As a child I was convinced that one day God would give me the grace of martyrdom. When quite small I read and re-read every martyr’s life in the twelve volumes of Butler’s Lives of the Saints, and longed and prayed to be a martyr, and I have often done so ever since. As years went on, the desire grew in intensity, and even now the sufferings of the martyrs, their pictures, and everything connected with their death, have a strange fascination for me and help me much.
COMMENT: Today is the feast of St Oliver Plunkett. St Oliver was the last Catholic martyr of Tyburn. He was Archbishop of Armagh, and returned to Ireland from Rome at a difficult time for his country. He endured great trials in his attempts to organise and reform the Church in his diocese.
There seems to be no mention of St Oliver in Fr Willie’s writings, but it is practically certain that he would have had great interest in his life, especially because Fr Willie had a great interest in the martyrs and because St Oliver’s beatification cause was nearing completion during Fr Willie’s life.
The following excerpt, written on June 24th 1681, was written one week before St Oliver’s execution. This was the feast of St John the Baptist, and St Oliver reflected on St John’s sufferings and penance, despite his innocence. These are sentiments that surely would have appealed to Fr Willie.
St John the Baptist shed his blood although his life was unsullied by the least sin of the tongue. The original dirt he contracted, although he was free from all dust of even venial sins. What then shall we do who have cartloads of actual mire and filthiness? He had not even venials, and suffered prison and death; we have dunghills and mortals, and what ought we to suffer? But why should I speak of St John, whereas his Master who was free from all original, venial and actual sins, suffered cold, frost, hunger, prison, stripes, thorns, and the most painful death of the Cross for others’ sins, and compared to the death of the Cross, Tyburn, as I hear the description, is but a flea biting.

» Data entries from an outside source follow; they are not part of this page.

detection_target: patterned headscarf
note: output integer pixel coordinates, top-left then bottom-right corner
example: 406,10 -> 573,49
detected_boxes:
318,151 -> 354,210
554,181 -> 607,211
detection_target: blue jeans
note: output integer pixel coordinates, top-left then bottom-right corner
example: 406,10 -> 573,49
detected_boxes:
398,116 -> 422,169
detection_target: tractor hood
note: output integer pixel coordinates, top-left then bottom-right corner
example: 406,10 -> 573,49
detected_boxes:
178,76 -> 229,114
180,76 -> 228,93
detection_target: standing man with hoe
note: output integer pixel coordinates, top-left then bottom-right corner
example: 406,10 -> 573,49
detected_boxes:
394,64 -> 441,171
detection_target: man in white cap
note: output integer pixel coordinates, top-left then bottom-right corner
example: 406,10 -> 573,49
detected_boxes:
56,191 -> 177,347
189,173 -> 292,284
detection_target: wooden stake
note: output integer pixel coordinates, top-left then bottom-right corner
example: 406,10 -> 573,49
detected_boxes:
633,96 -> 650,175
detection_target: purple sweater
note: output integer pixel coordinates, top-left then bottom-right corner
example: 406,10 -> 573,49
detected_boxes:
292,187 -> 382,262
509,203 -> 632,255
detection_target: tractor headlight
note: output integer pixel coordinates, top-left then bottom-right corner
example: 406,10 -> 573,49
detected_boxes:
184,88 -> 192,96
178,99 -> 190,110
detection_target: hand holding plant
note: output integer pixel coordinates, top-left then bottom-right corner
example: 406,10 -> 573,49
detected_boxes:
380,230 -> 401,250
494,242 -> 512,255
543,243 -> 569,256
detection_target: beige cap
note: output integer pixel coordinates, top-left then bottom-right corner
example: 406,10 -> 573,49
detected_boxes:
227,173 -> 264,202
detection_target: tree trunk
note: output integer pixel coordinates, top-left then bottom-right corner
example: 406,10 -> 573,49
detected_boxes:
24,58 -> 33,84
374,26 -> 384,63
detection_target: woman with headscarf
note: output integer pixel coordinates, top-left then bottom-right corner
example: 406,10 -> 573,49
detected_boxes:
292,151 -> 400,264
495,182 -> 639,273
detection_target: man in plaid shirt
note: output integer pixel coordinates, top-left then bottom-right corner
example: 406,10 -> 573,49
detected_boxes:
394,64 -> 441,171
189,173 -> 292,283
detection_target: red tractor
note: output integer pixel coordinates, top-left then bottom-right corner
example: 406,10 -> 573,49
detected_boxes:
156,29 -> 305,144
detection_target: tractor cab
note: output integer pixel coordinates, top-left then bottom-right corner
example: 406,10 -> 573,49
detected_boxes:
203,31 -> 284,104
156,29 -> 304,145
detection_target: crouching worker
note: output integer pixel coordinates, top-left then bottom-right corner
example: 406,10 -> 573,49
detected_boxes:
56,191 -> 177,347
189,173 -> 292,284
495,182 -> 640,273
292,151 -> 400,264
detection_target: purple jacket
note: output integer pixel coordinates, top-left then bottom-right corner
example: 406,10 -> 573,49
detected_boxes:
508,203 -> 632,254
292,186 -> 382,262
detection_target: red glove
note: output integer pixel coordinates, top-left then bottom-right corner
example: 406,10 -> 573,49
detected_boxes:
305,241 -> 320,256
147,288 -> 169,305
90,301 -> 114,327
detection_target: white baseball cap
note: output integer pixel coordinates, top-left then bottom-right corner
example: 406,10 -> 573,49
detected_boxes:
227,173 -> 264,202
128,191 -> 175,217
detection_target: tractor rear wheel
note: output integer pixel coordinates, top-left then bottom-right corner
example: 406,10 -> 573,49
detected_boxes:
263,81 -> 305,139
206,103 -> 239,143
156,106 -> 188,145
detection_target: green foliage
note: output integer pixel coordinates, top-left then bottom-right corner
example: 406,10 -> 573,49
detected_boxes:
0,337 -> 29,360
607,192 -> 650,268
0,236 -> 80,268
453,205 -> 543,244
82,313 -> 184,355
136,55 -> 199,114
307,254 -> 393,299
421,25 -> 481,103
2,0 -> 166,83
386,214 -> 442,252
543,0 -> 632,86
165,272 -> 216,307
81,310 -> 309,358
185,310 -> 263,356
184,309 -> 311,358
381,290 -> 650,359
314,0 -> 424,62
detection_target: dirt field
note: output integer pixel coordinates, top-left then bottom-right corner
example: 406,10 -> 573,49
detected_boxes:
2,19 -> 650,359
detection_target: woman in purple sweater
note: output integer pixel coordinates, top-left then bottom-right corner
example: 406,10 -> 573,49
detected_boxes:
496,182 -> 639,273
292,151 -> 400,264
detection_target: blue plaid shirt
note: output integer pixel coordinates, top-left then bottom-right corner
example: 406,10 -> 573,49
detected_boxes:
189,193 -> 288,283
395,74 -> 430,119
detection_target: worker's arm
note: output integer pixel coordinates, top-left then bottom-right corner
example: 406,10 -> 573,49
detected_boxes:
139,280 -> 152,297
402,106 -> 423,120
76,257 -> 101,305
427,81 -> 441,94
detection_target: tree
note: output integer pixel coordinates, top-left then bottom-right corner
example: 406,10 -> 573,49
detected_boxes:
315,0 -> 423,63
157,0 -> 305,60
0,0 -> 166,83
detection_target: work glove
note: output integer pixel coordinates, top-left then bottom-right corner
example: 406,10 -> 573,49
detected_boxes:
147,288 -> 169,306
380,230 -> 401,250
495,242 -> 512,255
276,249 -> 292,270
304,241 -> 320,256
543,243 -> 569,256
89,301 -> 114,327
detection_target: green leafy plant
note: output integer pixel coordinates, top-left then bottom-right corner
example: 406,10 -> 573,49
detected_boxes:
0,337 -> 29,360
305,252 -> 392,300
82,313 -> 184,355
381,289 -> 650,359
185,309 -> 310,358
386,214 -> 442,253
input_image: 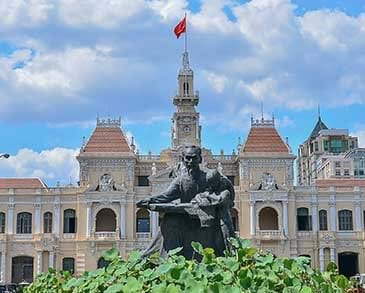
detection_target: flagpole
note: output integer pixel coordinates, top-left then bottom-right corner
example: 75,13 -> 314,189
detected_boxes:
184,12 -> 187,53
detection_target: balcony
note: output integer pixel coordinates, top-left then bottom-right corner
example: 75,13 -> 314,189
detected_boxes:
94,232 -> 117,240
13,234 -> 33,240
256,230 -> 285,240
63,233 -> 76,239
136,232 -> 151,239
297,231 -> 313,239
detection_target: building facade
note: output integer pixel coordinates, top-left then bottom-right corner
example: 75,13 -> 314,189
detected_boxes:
1,52 -> 365,284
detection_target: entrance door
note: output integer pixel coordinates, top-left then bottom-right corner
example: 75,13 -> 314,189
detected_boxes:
338,252 -> 359,278
11,256 -> 34,284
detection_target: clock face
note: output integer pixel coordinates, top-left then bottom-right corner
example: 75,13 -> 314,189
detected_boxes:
183,126 -> 191,133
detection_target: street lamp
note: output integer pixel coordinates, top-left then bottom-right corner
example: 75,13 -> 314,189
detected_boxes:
0,153 -> 9,159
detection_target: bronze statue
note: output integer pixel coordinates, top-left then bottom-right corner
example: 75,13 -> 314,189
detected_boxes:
136,145 -> 236,258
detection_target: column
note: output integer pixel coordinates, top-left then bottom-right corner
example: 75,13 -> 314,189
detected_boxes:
53,196 -> 60,237
120,201 -> 126,239
283,200 -> 288,236
34,196 -> 41,234
330,247 -> 336,263
329,193 -> 336,232
319,248 -> 324,272
37,251 -> 42,275
0,252 -> 5,284
7,197 -> 14,235
86,202 -> 92,238
311,204 -> 318,235
48,252 -> 55,269
354,194 -> 361,231
151,212 -> 159,238
249,201 -> 255,236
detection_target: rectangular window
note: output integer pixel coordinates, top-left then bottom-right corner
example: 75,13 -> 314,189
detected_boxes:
323,140 -> 329,151
344,169 -> 350,176
335,161 -> 341,168
62,258 -> 75,274
335,170 -> 341,176
137,176 -> 150,186
315,142 -> 319,151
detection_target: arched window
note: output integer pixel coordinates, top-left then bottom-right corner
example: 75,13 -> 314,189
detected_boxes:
44,212 -> 53,233
0,212 -> 5,233
62,257 -> 75,274
319,210 -> 328,231
297,208 -> 312,231
136,208 -> 150,233
183,82 -> 189,96
231,208 -> 239,232
259,207 -> 279,230
96,208 -> 116,232
97,257 -> 110,269
16,212 -> 32,234
63,209 -> 76,233
338,210 -> 353,231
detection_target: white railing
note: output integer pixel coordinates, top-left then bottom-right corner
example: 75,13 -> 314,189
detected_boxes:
13,234 -> 33,240
63,233 -> 76,239
134,186 -> 152,193
94,232 -> 117,239
297,231 -> 313,238
136,232 -> 151,239
258,230 -> 283,239
212,155 -> 237,161
137,155 -> 161,161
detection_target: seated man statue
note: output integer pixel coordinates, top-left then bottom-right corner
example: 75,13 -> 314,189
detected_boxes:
137,145 -> 235,258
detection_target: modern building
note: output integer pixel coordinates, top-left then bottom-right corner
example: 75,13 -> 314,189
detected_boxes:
1,51 -> 365,285
297,117 -> 358,185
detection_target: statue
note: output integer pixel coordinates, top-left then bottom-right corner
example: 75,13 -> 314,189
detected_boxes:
137,145 -> 235,258
98,174 -> 115,192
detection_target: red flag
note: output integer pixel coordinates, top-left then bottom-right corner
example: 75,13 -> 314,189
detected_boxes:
174,16 -> 186,39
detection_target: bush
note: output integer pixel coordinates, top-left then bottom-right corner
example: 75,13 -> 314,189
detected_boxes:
25,239 -> 354,292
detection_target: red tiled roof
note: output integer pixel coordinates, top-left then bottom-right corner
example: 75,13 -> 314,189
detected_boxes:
315,179 -> 365,187
243,127 -> 289,153
0,178 -> 47,189
83,127 -> 131,153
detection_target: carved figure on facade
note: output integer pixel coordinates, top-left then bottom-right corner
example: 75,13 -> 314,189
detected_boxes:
97,174 -> 115,192
137,145 -> 236,259
258,172 -> 278,191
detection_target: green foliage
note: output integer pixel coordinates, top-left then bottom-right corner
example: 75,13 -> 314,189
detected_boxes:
24,239 -> 355,293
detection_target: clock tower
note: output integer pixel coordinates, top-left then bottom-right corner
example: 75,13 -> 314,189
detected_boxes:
171,51 -> 201,148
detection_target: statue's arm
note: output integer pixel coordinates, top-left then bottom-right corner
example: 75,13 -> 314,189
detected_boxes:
136,178 -> 181,207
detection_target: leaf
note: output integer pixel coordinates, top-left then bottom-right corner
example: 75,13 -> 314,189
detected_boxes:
335,275 -> 349,289
191,241 -> 204,255
102,247 -> 120,261
104,284 -> 124,293
300,286 -> 312,293
168,247 -> 183,256
122,277 -> 143,292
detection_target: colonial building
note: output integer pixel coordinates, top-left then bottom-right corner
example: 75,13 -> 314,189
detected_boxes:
1,51 -> 365,284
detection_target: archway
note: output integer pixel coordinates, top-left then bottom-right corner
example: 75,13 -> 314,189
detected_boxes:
97,257 -> 110,269
259,207 -> 279,230
231,208 -> 239,232
12,256 -> 34,284
338,252 -> 359,277
96,208 -> 116,232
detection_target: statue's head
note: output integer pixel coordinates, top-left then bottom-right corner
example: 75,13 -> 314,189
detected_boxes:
182,145 -> 202,172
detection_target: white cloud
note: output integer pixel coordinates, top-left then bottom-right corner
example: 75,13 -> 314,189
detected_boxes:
0,0 -> 52,27
58,0 -> 146,28
203,70 -> 229,93
0,0 -> 365,130
0,148 -> 79,185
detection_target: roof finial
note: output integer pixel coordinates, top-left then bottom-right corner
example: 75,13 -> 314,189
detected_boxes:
261,101 -> 264,121
318,103 -> 321,120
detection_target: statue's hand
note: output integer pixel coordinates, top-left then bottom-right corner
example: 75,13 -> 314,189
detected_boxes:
136,198 -> 150,208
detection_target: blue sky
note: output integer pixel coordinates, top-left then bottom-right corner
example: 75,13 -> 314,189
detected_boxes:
0,0 -> 365,186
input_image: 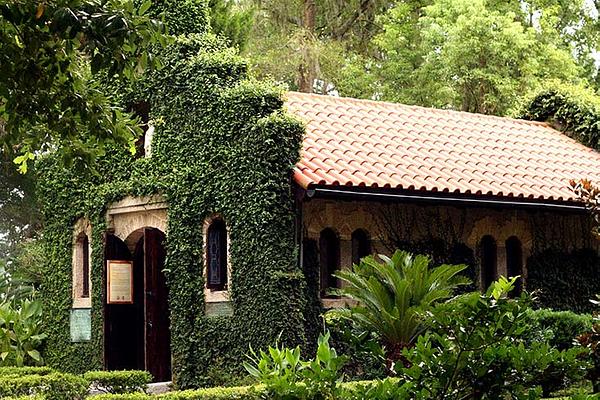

For those who wish to see Fr Willie recognised more formally by the Church, it is also consoling to remember that St Oliver, a heroic martyr, died in 1681 and was only beatified in 1920 and canonised in 1975.
Today is also the feast of Blessed Antonio Rosmini, the founder of the Institute of Charity. Blessed Rosmini was a renowned genius whose vast intellectual interests and writings spanned all of the natural, social and ecclesiastical sciences. Fr Willie was a boarder in Ratcliffe College which was run by the Institute of Charity.